25.1 Overview of EnterpriseOne Auditing Tools

Oracle recommends that you regularly run security reports to review existing security records and ensure that users have the appropriate level of access to system objects and data. EnterpriseOne contains a set of reports and tools than enable you to audit security records and other security-related information. The auditing mechanisms include:

• Security Analyzer Reports

  Run these reports to review the sign-in security records by data source and by user or role.

• Security Workbench Records Reports

  Run these reports to review the object security records by object type and user or

  role.

• Auditing Tools for Administering 21 CFR Part 11 Auditing

  Oracle's JD Edwards EnterpriseOne auditing and electronic signature tools provide a solution to the Food and Drug Administration's (FDA) acceptance of electronic signatures and audit records for FDA-required records such as product submissions, batch records, and complaints. These tools enable your organization to comply with the FDA 21 CFR Part 11 regulation for submitting electronic records. See the JD Edwards EnterpriseOne Tools Auditing Administration Including 21 CFR Part 11 Administration Guide for instructions on how to administer auditing for 21 CFR Part 11.

25.2 Running a Security Analyzer Report

This section contains the following topics:

• Understanding the Security Analyzer Report

• Form Used to Run a Security Analyzer Report

• Running the Security Analyzer by Data Source Report (R98OWSECA)

• Running the Security Analyzer by User or Group Report (R98OWSECB)

25.2.1 Understanding the Security Analyzer Report

This process generates two separate reports that provide you with an analysis of JD Edwards EnterpriseOne security. The first report is the Security Analyzer by Data Source (R98OWSECA); it is organized and sorted by data source. A blank data source means that security for the System User ID is applicable to all data sources. The Security Analyzer by Data Source report is based on data that it reads from the F98OWSEC table.

The second report is the Security Analyzer by User or Group (R98OWSECB); it is organized by user or role. The Security Analyzer by User or Role report is also based on data that it reads from the F98OWSEC table.

25.2.2 Form Used to Run a Security Analyzer Report

Form Name	FormID	Navigation	Usage
Work With Batch Versions - Available Versions	W98305A	Report Management (GH9111), Batch Versions (P98305)	Run the Security Analyzer by Data Source (R98OWSECA) and Security Analyzer by User or Group (R98OWSECB) reports.

25.2.3 Running the Security Analyzer by Data Source Report (R98OWSECA)
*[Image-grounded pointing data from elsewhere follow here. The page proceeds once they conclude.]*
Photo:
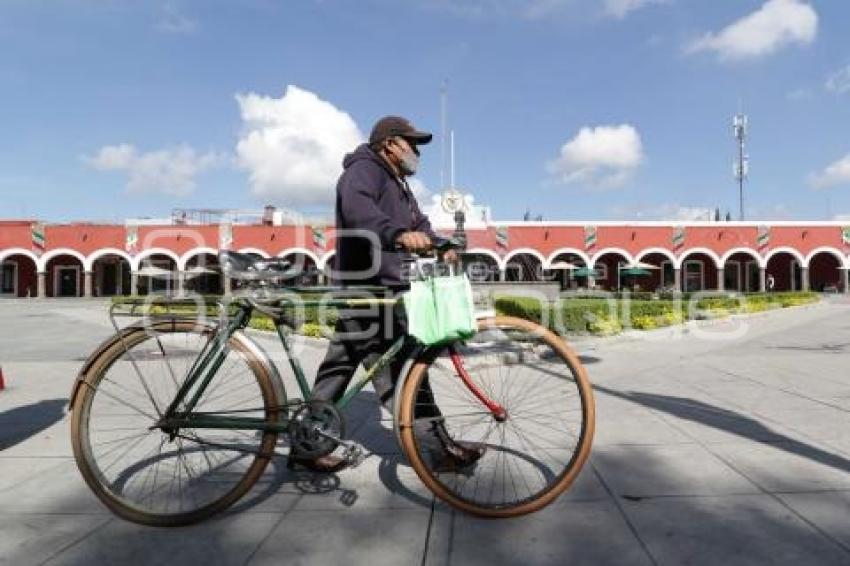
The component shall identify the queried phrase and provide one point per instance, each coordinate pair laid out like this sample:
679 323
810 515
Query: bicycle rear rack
152 309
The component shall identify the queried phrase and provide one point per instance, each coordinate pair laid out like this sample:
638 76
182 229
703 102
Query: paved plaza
723 444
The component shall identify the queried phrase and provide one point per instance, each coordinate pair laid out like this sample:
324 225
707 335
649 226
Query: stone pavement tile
14 470
666 470
51 442
592 533
31 539
827 510
384 482
60 489
373 537
729 530
789 466
225 541
819 423
718 426
635 426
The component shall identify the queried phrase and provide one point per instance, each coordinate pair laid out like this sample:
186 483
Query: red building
83 259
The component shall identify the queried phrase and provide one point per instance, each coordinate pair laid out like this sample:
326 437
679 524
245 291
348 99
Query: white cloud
603 157
171 20
799 94
839 81
168 171
776 24
663 211
621 8
835 174
293 146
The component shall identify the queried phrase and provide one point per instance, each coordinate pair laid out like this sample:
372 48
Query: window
601 270
9 278
694 276
668 274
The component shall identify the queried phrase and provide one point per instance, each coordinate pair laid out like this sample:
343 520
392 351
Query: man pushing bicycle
378 225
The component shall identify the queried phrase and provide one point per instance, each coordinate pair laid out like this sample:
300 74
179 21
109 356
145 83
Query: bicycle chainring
306 424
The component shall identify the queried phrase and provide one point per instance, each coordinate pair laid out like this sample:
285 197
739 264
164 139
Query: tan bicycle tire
410 446
79 428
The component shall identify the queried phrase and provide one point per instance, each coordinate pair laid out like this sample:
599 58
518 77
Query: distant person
373 196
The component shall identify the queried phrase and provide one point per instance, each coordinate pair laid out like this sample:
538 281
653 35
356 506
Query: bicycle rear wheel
535 452
161 477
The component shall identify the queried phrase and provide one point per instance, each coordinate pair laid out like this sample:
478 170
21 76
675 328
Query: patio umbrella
635 271
632 272
644 265
198 270
153 271
585 272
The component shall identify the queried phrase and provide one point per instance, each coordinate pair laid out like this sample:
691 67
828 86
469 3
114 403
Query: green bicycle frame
214 353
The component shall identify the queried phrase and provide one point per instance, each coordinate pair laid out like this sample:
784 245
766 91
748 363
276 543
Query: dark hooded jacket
372 200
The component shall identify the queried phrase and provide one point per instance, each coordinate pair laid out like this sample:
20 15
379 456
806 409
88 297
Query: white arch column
41 284
87 284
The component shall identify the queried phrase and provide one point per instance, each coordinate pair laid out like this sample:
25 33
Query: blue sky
574 109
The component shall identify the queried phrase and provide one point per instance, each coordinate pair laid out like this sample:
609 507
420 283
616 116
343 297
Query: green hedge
599 316
308 322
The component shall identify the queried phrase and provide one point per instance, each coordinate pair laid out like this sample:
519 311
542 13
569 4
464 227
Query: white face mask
409 162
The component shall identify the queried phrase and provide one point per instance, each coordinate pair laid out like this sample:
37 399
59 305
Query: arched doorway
305 266
110 276
157 274
699 272
607 267
64 276
202 275
480 267
523 266
825 271
18 276
564 275
741 272
662 274
786 271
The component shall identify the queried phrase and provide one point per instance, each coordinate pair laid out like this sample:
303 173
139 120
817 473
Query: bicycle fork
499 413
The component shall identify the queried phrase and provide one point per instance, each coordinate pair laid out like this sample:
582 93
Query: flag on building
39 242
678 238
225 236
131 240
763 236
502 237
589 237
319 240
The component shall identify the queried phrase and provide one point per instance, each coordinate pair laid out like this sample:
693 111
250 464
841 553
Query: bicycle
176 418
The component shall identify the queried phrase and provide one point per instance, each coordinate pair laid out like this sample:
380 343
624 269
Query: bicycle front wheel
170 477
533 452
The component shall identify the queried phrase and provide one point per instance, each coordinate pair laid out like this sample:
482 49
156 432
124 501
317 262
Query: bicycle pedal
353 455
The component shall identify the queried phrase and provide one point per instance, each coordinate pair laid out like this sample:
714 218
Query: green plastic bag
440 309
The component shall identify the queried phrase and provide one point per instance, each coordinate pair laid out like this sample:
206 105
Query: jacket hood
362 152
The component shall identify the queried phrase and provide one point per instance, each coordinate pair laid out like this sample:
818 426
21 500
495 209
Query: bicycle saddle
248 267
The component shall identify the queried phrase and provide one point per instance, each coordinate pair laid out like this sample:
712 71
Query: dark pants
361 338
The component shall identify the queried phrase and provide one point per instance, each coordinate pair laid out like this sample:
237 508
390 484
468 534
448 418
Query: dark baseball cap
390 126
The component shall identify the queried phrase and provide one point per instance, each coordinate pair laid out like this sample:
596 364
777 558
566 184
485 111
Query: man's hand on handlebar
420 242
416 242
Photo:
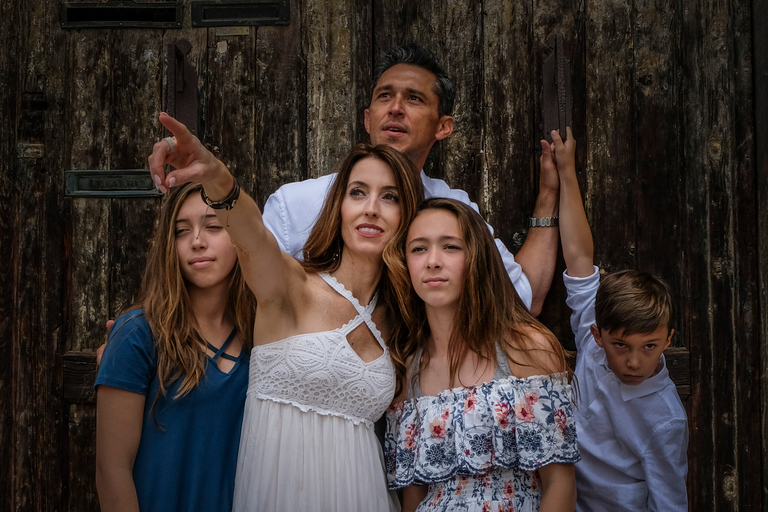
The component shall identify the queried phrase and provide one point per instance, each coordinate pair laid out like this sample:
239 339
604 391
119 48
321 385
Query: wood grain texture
280 92
40 274
507 172
568 19
10 15
136 84
610 133
714 263
331 43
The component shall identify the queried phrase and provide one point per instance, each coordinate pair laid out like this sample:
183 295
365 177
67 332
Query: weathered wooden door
665 108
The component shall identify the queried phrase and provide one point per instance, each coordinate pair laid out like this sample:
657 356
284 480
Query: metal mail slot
239 13
121 14
120 183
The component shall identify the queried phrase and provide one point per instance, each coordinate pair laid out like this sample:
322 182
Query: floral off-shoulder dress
479 448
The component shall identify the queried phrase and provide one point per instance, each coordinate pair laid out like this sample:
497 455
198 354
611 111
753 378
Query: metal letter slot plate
120 183
121 14
236 13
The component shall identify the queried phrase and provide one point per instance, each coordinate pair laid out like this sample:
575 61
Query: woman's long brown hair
167 308
323 249
489 312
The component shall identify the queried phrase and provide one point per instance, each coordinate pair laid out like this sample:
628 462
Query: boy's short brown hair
633 302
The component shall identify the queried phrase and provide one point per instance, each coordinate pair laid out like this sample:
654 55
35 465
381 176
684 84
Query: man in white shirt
410 110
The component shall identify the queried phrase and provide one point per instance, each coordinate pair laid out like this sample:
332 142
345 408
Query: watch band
223 204
543 222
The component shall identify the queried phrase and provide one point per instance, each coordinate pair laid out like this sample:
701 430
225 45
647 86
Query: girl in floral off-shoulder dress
484 420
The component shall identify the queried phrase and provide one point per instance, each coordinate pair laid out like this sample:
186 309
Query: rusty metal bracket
556 95
181 85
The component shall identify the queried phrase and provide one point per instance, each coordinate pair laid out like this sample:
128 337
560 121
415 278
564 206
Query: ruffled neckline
511 422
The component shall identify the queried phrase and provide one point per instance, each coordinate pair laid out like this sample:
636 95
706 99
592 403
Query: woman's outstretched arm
270 274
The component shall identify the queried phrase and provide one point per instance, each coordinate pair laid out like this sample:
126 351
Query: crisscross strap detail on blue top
221 352
363 313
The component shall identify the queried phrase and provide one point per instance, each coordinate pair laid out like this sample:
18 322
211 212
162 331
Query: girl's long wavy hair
323 249
167 308
489 312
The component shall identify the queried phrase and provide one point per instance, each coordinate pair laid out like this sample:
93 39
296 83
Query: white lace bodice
320 372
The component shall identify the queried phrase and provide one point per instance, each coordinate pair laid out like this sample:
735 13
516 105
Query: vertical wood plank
508 119
281 106
229 91
90 101
10 225
137 60
37 442
760 77
739 184
568 19
723 305
658 152
610 197
332 46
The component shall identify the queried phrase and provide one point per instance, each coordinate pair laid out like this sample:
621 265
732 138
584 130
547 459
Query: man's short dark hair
418 56
633 302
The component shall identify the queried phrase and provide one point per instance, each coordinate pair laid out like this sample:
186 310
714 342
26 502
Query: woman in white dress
320 370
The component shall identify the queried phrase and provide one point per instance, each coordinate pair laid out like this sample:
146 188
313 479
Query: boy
631 425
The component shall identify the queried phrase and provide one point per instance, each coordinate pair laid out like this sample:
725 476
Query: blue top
188 462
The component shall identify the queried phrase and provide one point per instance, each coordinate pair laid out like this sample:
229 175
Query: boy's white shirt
633 439
291 212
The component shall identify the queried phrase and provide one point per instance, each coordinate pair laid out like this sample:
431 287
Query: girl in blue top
172 382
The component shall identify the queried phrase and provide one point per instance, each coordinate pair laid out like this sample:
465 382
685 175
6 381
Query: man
411 103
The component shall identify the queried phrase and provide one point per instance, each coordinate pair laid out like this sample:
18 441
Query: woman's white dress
307 441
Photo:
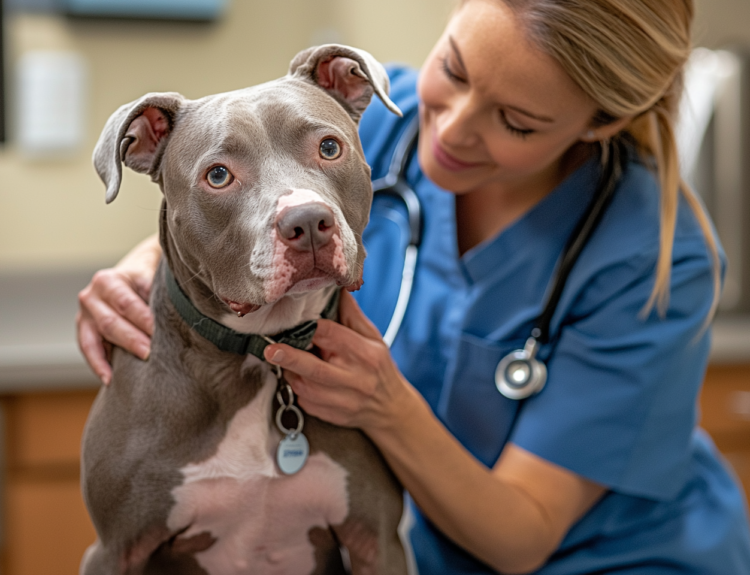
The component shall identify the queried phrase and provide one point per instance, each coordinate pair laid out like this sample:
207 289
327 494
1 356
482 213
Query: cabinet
46 528
45 525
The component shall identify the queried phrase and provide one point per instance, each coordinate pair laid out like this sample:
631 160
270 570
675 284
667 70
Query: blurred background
68 64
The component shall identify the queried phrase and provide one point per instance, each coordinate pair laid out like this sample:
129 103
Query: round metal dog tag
292 453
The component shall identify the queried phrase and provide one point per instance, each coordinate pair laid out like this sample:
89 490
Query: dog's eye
219 177
330 149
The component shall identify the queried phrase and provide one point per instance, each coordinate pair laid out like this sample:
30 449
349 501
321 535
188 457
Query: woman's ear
597 132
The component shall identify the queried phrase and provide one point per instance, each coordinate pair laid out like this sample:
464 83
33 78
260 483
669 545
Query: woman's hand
356 383
113 309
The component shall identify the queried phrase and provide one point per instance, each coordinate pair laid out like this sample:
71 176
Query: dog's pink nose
306 227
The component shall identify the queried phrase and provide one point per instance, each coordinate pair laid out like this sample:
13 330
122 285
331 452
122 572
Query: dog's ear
135 135
348 74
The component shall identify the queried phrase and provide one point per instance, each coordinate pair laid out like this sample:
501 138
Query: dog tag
292 453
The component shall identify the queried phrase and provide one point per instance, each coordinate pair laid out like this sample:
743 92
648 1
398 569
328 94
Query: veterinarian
603 470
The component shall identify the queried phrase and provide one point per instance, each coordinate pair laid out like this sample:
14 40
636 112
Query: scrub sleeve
619 406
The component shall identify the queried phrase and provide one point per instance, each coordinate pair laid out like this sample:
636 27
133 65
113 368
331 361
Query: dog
192 461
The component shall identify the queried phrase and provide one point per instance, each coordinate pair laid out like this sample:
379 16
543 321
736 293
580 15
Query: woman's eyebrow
457 53
529 114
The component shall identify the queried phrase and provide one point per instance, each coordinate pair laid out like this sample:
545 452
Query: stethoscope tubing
394 184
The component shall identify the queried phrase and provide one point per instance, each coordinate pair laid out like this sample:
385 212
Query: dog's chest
258 518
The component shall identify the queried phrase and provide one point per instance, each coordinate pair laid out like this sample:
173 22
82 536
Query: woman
601 471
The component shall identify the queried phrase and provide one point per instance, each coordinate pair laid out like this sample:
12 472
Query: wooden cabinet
46 528
45 525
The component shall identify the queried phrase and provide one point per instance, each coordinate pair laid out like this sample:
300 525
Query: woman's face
496 111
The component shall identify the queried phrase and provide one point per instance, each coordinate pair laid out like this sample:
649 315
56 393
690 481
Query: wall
52 213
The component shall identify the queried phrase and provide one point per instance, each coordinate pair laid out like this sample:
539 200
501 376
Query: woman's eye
219 177
330 149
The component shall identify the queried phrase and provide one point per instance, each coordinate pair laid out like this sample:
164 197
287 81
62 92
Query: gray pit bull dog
266 194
This report presents security analysis information for each data source, each user ID, and each role. The report is sorted by data source and then by user ID. This columnar data appears in the report:

• Data Source

  The data source to which the user is secured. Blank indicates all data sources.

• User ID

• User / Role

  An identification code for a user profile.

• System User ID

  The actual user that JD Edwards EnterpriseOne uses to connect to the DBMS that you specified as the data source. This system user must match the user value that is defined in the DBMS.

• Change Frequency

  The number of days before the system requires that a user change their password. This data can be set by individual user ID or by role.

• Source Password Changed

  The date when a user's password was last changed.

• Invalid Signons

  The number of invalid sign-in attempts by a user. If the retry count value exceeds the number of allowed attempts, the user profile is disabled.

• Allowed Attempts

  The number of sign-in attempts that a user can make before that user profile is disabled.

• User Status

  A value that indicates whether the user can sign in to JD Edwards EnterpriseOne. Values are 01 (enabled) and 02 (disabled).

• Status

  The display status of the User Status field.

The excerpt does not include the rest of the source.